Thanks, Alec — I enjoyed that.
I don't write any more… sadly, the many demands on my time mean that nothing gets past a few hastily typed notes in a Word document and a promise to myself to revisit them at some, likely entirely imaginary, future date. But, when I did…
"The good bits feel like they were written by someone else."
…Is entirely true. I remember (and very much miss) that feeling. Sometimes, the words literally pour onto the screen/page and you feel like you're watching someone else, another, much better, writer do the work and you're just along for the ride.
Doubly so back when I did comics, because 1) you didn't get to see the finished product until the comps arrived, so every choice made by the artist and letterer was fresh to you, and 2) the lead time was long, I mean many months between getting the sign-off on a script and seeing the final product.
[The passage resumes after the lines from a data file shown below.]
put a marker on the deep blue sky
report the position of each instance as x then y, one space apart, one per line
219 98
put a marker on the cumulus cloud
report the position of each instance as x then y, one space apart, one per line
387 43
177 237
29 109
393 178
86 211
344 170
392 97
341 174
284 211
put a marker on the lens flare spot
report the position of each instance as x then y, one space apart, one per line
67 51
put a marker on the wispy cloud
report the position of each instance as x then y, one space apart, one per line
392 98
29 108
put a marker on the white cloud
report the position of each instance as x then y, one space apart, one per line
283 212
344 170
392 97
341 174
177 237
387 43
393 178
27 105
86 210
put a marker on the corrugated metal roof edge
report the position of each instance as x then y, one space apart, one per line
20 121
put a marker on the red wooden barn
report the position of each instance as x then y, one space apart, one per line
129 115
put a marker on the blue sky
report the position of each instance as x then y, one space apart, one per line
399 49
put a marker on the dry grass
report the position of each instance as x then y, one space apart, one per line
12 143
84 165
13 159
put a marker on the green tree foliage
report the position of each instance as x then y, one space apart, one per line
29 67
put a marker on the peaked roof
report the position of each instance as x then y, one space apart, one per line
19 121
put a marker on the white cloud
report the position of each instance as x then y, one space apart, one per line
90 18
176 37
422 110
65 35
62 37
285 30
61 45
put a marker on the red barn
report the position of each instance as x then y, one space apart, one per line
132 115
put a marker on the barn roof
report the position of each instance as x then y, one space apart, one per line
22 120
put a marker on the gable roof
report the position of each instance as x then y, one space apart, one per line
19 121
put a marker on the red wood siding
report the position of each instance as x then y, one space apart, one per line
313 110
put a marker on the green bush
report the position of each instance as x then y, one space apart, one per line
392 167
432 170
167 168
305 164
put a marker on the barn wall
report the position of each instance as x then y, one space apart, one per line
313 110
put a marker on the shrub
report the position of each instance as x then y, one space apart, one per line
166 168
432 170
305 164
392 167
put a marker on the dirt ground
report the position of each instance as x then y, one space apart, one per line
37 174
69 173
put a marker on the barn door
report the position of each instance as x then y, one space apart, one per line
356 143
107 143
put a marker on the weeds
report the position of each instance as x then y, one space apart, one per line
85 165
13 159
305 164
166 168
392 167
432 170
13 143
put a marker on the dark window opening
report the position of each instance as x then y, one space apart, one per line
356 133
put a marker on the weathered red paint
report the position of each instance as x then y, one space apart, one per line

The feeling of "Did I write that?" was often very strong.
Back in the mid-00s, I wrote a complete SF novel (couldn't sell it, which was the point at which I discovered that writing a novel and selling one are two very different skillsets) and when I reached a pivotal point where two character fought, I discovered that the no-score-draw I'd got in my rough plot outline didn't work with the level of antagonism that had emerged in the writing of the story up to that point.
I realised that these guys would absolutely do their level best to kill each other and, given their proficiency at violence, it would be completely unbelievable if one them didn't end up dead. At that point, the Internal Editor chipped in, asking, "Well, do you want to go back and re-write all their interactions, making them a lot less interesting, or can you get the plot across the finish line if one of these guys doesn't make it…?" Turned out, I could, and the final race to the end was more exciting for it… if a lot trickier to write.